Goal-Directed Fluid Therapy Guided by Cardiac Monitoring During High-Risk Abdominal Surgery in Adult Patients: Cost-Effectiveness Analysis of Esophageal Doppler and Arterial Pulse Pressure Waveform Analysis

Guillaume Legrand, Laura Ruscio, Dan Benhamou, Nathalie Pelletier-Fleury
Value in Health. 2015.18(5):605–613.

BACKGROUND
Several minimally invasive techniques for cardiac output monitoring such as the esophageal Doppler (ED) and arterial pulse pressure waveform analysis (APPWA) have been shown to improve surgical outcomes compared with conventional clinical assessment (CCA).

OBJECTIVE
To evaluate the cost-effectiveness of these techniques in high-risk abdominal surgery from the perspective of the French public health insurance fund.

METHODS
An analytical decision model was constructed to compare the cost-effectiveness of ED, APPWA, and CCA. Effectiveness data were defined from meta-analyses of randomized clinical trials. The clinical end points were avoidance of hospital mortality and avoidance of major complications. Hospital costs were estimated by the cost of corresponding diagnosis-related groups.

RESULTS
Both goal-directed therapy strategies evaluated were more effective and less costly than CCA. Perioperative mortality and the rate of major complications were reduced by the use of ED and APPWA. Cost reduction was mainly due to the decrease in the rate of major complications. APPWA was dominant compared with ED in 71.6% and 27.6% and dominated in 23.8% and 20.8% of the cases when the end point considered was "major complications avoided" and "death avoided," respectively. Regarding cost per death avoided, APPWA was more likely to be cost-effective than ED in a wide range of willingness to pay.

CONCLUSIONS
Cardiac output monitoring during high-risk abdominal surgery is cost-effective and is associated with a reduced rate of hospital mortality and major complications, whatever the device used. The two devices evaluated had negligible costs compared with the observed reduction in hospital costs. Our comparative studies suggest a larger effect with APPWA that needs to be confirmed by further studies.

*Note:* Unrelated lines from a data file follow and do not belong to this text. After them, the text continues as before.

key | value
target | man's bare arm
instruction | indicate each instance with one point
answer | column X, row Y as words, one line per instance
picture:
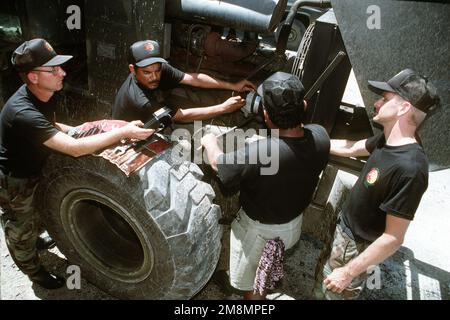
column 203, row 113
column 63, row 127
column 202, row 80
column 347, row 148
column 63, row 143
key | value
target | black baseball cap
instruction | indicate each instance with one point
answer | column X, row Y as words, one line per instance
column 412, row 87
column 282, row 89
column 36, row 53
column 144, row 53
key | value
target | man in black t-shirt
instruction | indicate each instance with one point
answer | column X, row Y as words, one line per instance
column 142, row 92
column 272, row 197
column 28, row 133
column 383, row 201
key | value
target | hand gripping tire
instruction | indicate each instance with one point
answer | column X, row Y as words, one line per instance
column 154, row 235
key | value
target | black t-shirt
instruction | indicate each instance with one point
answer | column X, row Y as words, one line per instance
column 392, row 181
column 25, row 124
column 280, row 197
column 135, row 102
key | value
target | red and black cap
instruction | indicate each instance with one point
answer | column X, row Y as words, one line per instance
column 36, row 53
column 412, row 87
column 144, row 53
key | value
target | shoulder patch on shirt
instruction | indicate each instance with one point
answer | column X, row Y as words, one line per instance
column 372, row 177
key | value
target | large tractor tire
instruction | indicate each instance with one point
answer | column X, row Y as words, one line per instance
column 153, row 235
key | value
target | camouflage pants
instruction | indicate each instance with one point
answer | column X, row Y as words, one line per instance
column 343, row 250
column 20, row 222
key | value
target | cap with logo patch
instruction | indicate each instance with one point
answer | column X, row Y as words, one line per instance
column 144, row 53
column 411, row 86
column 36, row 53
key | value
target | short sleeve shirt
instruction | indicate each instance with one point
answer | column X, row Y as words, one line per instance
column 392, row 181
column 136, row 102
column 25, row 124
column 277, row 176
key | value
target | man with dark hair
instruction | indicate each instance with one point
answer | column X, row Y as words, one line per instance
column 28, row 133
column 271, row 205
column 142, row 92
column 382, row 203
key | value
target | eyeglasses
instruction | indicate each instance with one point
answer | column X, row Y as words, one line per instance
column 54, row 71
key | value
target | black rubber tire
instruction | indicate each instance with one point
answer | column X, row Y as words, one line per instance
column 154, row 235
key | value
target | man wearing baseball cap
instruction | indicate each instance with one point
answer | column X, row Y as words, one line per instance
column 271, row 203
column 28, row 133
column 382, row 203
column 150, row 75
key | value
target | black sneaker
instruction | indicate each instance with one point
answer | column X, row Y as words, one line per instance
column 47, row 280
column 45, row 243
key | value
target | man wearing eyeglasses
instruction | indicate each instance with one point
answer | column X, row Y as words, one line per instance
column 28, row 133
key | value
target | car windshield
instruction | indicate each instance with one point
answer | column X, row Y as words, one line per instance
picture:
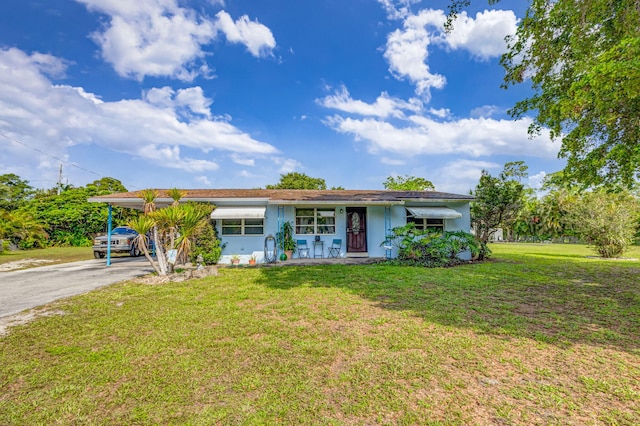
column 123, row 231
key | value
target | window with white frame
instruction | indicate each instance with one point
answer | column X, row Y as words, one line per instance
column 242, row 227
column 425, row 223
column 315, row 221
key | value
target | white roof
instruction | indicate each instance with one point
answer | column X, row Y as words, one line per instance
column 434, row 213
column 238, row 213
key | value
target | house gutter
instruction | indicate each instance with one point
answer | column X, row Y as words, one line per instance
column 335, row 202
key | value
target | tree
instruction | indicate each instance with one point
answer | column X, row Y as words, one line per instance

Health Technology Assessment for Molecular Diagnostics: Practices, Challenges, and Recommendations from the Medical Devices and Diagnostics Special Interest Group

Susan Garfield, Julie Polisena, Daryl S. Spinner, Anne Postulka, Christine Y. Lu, Simrandeep K. Tiwana, Eric Faulkner, Nick Poulios
Value in Health. 2016.19(5):577–587.

BACKGROUND
Health technology assessments (HTAs) are increasingly used to inform coverage, access, and utilization of medical technologies including molecular diagnostics (MDx). Although MDx are used to screen patients and inform disease management and treatment decisions, there is no uniform approach to their evaluation by HTA organizations.

OBJECTIVES
The International Society for Pharmacoeconomics and Outcomes Research Devices and Diagnostics Special Interest Group reviewed diagnostic-specific HTA programs and identified elements representing common and best practices.

METHODS
MDx-specific HTA programs in Europe, Australia, and North America were characterized by methodology, evaluation framework, and impact. Published MDx HTAs were reviewed, and five representative case studies of test evaluations were developed: United Kingdom (National Institute for Health and Care Excellence's Diagnostics Assessment Programme, epidermal growth factor receptor tyrosine kinase mutation), United States (Palmetto's Molecular Diagnostic Services Program, OncotypeDx prostate cancer test), Germany (Institute for Quality and Efficiency in Healthcare, human papillomavirus testing), Australia (Medical Services Advisory Committee, anaplastic lymphoma kinase testing for non–small cell lung cancer), and Canada (Canadian Agency for Drugs and Technologies in Health, Rapid Response: Non-invasive Prenatal Testing).

RESULTS
Overall, the few HTA programs that have MDx-specific methods do not provide clear parameters of acceptability related to clinical and analytic performance, clinical utility, and economic impact. The case studies highlight similarities and differences in evaluation approaches across HTAs in the performance metrics used (analytic and clinical validity, clinical utility), evidence requirements, and how value is measured. Not all HTAs are directly linked to reimbursement outcomes.

CONCLUSIONS
To improve MDx HTAs, organizations should provide greater transparency, better communication and collaboration between industry and HTA stakeholders, clearer links between HTA and funding decisions, explicit recognition of and rationale for differential approaches to laboratory-developed versus regulatory-approved test, and clear evidence requirements.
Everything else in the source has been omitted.